Texting Harry Potter: The Absence of Digital Media in Popular Fiction
It’s no secret that we’re in the midst of a digital era. Our lives are consumed with technology, and we’re surrounded by digital natives—or what writer Marc Prensky defines in his article Digital Natives, Digital Immigrants, as a person born during or after the general introduction of digital technologies, and through interaction, has a greater understanding of its concepts. These digital natives spend most of their time fiddling with their iToys as they immerse themselves in forms of instantaneous communication. They are addicted to their gadgets, and are slaves to the conveniences of their smart phones, tablets, and social networking websites. Their devotion to technology is evident in the songs they listen to, and the movies they watch. It’s difficult to imagine, especially with so many sources encouraging our consumption of digital media, that there is a way for us to escape the pings, beeps and vibrations of our electronic lifelines. However, although digital technology is prevalent in our lives, there are some forms of entertainment that provide us with the opportunity to escape our digital leashes—forms of entertainment such as fantasy fiction.
As technology continues to evolve, it’s peculiar that our addictions have yet to trickle into the popular stories that dominate the shelves of our neighborhood Barnes & Noble. The fact that we turn off our HD televisions, silence our iPhones, and curl up on sofas with our Nooks and Kindles, so that we can read stories about magical realms, post-apocalyptic battle fields, and boys with lightning bolt scars, is intriguing. It seems it should be the digital immigrants—those born before the existence of digital technologies and have adopted it to some extent later in their life—that would willingly abandon their ties to technology in order to read a decent book. However, it’s peculiar that the digital natives that flock to the Apple store to stand in a four hour line so they can be the “first” to purchase a brand new device are some of the same individuals who gravitate to stories that exclude the types of technology heavily relied upon today. But why is this? Why are we unwilling to sever our ties with technology in our daily lives, but willing to dive head first into a fictional universe where these items don’t exist?
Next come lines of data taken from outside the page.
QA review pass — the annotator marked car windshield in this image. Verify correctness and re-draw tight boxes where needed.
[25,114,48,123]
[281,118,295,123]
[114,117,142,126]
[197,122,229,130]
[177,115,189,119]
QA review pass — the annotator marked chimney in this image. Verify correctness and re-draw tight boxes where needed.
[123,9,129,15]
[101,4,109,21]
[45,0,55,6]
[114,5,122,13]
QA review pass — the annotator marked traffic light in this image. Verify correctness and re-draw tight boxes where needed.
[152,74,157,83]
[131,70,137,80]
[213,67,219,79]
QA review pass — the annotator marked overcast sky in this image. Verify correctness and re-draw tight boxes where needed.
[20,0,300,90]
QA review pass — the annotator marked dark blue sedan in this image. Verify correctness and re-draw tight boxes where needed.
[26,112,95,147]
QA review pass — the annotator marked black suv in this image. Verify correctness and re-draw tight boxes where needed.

Are we craving a world where we use carrier owls to relay messages? A world where we battle for our lives in an arena similar to the Thunderdome? A world where the only sources of communication are flashes in the sky, and messages attached to balloons? It’s unlikely that we want our world to mimic those of the popular protagonists that capture our attention through the pages of a well-written novel. So what’s the allure? Are we simply aware that digital media may be exciting in our personal lives, but in a book that is supposed to command our attention and entertain us—it would be downright boring?